Al principio los sorprendidos vecinos no podían creer lo que encontraban en sus sitios al día siguiente, ni tenían idea de quien podría haber sido el responsable de semejante daño.

Hasta que un día alguien vio a Pelo y su barra en plena faena, y ahí se aclaró el misterio. Enseguida el dueño de la plantación afectada se dirigió en busca de Vacá –como era conocido don Acuña– para quejarse y pedirle un resarcimiento.

Porque, hay que aclarar, Pelo no era otro que el más fuerte y dedicado de los que trabajaban en la olería: Pelo era el burro.

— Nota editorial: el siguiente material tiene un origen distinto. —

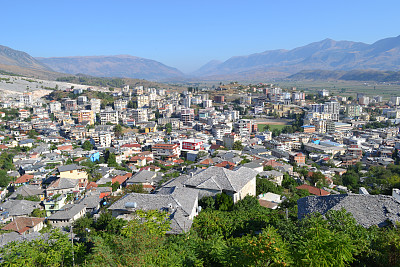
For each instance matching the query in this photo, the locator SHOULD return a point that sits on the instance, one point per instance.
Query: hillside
(124, 66)
(353, 75)
(11, 57)
(324, 55)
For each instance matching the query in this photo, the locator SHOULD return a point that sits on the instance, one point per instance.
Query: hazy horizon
(187, 35)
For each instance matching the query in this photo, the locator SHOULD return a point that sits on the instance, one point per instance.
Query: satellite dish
(130, 205)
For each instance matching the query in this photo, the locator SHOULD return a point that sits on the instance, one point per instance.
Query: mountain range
(326, 55)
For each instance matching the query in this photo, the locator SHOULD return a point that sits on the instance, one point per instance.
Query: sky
(188, 34)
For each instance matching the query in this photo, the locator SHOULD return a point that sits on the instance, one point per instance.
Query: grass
(261, 127)
(346, 88)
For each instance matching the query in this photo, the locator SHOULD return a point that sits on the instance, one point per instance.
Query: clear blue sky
(187, 34)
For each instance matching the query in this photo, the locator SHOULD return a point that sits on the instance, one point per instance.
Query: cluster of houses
(179, 147)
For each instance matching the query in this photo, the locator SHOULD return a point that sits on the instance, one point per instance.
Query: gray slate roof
(67, 212)
(27, 190)
(217, 178)
(69, 167)
(368, 210)
(19, 207)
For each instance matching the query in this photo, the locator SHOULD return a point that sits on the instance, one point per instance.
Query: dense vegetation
(245, 234)
(93, 81)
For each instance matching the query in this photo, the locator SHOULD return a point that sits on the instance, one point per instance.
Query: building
(95, 105)
(166, 150)
(192, 144)
(230, 139)
(120, 104)
(108, 116)
(353, 111)
(245, 127)
(140, 115)
(298, 158)
(24, 114)
(187, 115)
(54, 106)
(86, 116)
(26, 99)
(214, 180)
(219, 99)
(143, 101)
(70, 104)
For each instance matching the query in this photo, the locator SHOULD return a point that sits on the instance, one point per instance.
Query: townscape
(154, 176)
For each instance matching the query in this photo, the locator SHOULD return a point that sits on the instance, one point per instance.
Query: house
(274, 176)
(313, 190)
(18, 208)
(25, 225)
(215, 180)
(52, 205)
(24, 179)
(74, 171)
(143, 177)
(181, 204)
(367, 210)
(63, 186)
(67, 215)
(28, 191)
(298, 158)
(166, 150)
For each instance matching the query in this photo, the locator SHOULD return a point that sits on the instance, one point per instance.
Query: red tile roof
(22, 224)
(313, 190)
(23, 179)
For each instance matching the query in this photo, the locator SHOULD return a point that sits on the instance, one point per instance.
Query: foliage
(115, 186)
(237, 145)
(87, 145)
(38, 213)
(54, 251)
(263, 185)
(4, 178)
(223, 202)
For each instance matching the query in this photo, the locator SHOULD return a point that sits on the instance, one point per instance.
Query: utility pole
(72, 243)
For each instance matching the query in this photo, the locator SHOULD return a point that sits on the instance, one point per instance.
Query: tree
(168, 128)
(4, 178)
(264, 186)
(207, 202)
(115, 186)
(317, 177)
(118, 130)
(38, 213)
(87, 145)
(237, 145)
(223, 202)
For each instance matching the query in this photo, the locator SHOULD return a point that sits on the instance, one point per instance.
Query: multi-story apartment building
(166, 150)
(95, 105)
(140, 114)
(86, 115)
(109, 116)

Su tarea consistía en hacer girar el malacate, dispositivo en el cual se mezclaba el barro que luego se convertiría en los ladrillos que desde lejos podían verse en largas filas secándose al sol.

Cuando Acuña y sus ayudantes terminaban la tarea del día, Pelo era desatado y se lo dejaba libre para que descansara y pastara a gusto.

Muchas veces el burro de color marrón –que según recuerda el hijo de Tomás, Roberto Acuña, en realidad se trataba de un mulo– quedaba tranquilo a la sombra de algún árbol. Pero en otras ocasiones, se alejaba de la olería y recorría el tranquilo vecindario. Como sabía volver a su casa por su cuenta, don Acuña no se preocupaba y dejaba que Pelo saliera a dar sus paseos.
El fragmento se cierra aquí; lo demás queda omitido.